Tek parti dönemindeki gibi sandığın sadece Ankara’nın istediği kişilere oy verildiğinde meşru olduğu bir döneme giriyoruz. Bir farkla. Tek parti döneminde seçimlerin zaten bir kurgu olduğu baştan biliniyordu. Bugün o dönemi savunanlar cumhuriyetin ilk yıllarını demokrasi olarak tanımlasa da o günün yöneticilerinin böyle bir iddiası yoktu. Şimdi ise sandık, gerçekten bir seçim var-mış gibi konuluyor insanların önüne.

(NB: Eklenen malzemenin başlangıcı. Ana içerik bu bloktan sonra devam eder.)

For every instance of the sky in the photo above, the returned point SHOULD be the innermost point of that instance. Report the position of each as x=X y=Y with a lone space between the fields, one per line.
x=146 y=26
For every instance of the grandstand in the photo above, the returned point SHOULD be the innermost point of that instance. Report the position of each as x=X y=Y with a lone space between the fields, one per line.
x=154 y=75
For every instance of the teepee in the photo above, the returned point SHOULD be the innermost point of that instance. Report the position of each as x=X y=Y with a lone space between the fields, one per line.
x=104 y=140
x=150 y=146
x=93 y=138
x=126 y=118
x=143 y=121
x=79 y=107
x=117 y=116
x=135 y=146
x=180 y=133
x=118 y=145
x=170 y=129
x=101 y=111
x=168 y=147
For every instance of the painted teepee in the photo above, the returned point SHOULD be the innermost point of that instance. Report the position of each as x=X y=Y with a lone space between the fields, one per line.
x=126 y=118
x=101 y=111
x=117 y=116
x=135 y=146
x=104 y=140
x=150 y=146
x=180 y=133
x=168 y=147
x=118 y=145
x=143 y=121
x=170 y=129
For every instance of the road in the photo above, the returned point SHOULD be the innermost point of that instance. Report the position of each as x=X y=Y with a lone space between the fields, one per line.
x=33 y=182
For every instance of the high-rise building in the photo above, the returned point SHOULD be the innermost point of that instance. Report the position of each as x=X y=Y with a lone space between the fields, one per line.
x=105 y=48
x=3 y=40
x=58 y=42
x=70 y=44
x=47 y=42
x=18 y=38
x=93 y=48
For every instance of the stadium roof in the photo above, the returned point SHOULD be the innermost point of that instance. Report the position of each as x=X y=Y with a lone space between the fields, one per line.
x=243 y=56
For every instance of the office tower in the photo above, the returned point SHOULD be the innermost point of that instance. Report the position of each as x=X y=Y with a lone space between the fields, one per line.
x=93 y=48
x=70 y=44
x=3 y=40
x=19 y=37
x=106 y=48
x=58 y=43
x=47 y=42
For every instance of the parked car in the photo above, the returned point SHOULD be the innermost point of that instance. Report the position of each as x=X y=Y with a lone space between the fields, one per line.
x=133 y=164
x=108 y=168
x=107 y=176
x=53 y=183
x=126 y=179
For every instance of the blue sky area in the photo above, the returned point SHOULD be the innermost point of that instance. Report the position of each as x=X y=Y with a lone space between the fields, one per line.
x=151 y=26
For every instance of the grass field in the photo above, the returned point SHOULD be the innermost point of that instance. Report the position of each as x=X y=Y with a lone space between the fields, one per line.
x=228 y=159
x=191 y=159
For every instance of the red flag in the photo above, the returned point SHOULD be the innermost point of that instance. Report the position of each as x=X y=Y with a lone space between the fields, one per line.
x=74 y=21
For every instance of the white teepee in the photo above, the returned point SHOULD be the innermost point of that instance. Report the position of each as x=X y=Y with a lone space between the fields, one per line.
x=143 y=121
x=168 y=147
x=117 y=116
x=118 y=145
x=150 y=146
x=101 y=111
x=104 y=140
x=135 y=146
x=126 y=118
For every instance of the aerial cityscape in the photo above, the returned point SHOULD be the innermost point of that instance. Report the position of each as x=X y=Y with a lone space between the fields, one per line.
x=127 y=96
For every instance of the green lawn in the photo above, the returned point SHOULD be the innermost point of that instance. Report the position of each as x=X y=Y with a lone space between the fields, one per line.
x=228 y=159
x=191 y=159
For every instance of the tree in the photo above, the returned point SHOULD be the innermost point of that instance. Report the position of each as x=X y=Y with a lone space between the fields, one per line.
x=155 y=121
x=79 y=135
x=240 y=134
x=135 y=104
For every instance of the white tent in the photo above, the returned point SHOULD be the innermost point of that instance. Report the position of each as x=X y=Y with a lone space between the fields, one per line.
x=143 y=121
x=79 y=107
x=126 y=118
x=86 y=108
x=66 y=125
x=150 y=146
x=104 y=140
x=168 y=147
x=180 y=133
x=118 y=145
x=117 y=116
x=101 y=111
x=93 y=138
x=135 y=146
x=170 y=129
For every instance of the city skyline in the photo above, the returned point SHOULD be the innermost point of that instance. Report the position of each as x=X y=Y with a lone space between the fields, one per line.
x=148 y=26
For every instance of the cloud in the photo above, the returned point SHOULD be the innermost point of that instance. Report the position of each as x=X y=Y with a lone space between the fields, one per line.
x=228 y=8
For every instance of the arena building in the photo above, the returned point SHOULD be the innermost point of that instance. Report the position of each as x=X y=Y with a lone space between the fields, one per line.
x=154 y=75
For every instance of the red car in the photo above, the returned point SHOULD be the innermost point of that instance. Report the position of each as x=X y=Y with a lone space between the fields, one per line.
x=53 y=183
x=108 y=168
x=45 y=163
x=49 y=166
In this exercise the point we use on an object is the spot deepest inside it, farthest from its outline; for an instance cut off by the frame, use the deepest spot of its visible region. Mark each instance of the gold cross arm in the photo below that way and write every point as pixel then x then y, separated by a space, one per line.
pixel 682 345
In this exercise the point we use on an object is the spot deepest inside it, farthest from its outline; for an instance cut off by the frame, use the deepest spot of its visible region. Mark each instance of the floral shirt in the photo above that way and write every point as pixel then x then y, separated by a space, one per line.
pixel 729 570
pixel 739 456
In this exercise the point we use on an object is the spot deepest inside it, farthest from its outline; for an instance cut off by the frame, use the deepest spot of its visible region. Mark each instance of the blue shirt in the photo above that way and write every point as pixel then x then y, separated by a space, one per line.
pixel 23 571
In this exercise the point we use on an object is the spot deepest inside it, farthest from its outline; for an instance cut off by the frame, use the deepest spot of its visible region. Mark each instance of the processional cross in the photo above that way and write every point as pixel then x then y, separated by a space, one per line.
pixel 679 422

Bu fotoğrafa bakınca da kim gelirse gelsin bugünden daha iyi olur algısı oturuyor. Ama bunların da ötesine geçecek bir yorum daha var. Türkiye’nin mevcut standartlarında fazla saf bir beklenti olabilir ama farzı muhal genel görünüm iyi olsaydı bile değişimin demokrasinin bir gereği olduğunu kabul etmek gerekiyor.
Sadece işler kötü gittiğinde değil iyi gittiğinde de yönetimin aralıksız 22 yıl boyunca aynı kişinin elinde olmasının sağlıklı olmadığı görüldü. Hatta bundan 10 yıl önce bir iktidar değişikliği olsa belki AK Parti kendini yenileyip sonraki bir seçimde bir o kadar daha ülkeyi daha sağlıklı yönetecek bir toplumsal ve siyasal sermayeye de sahip olabilirdi.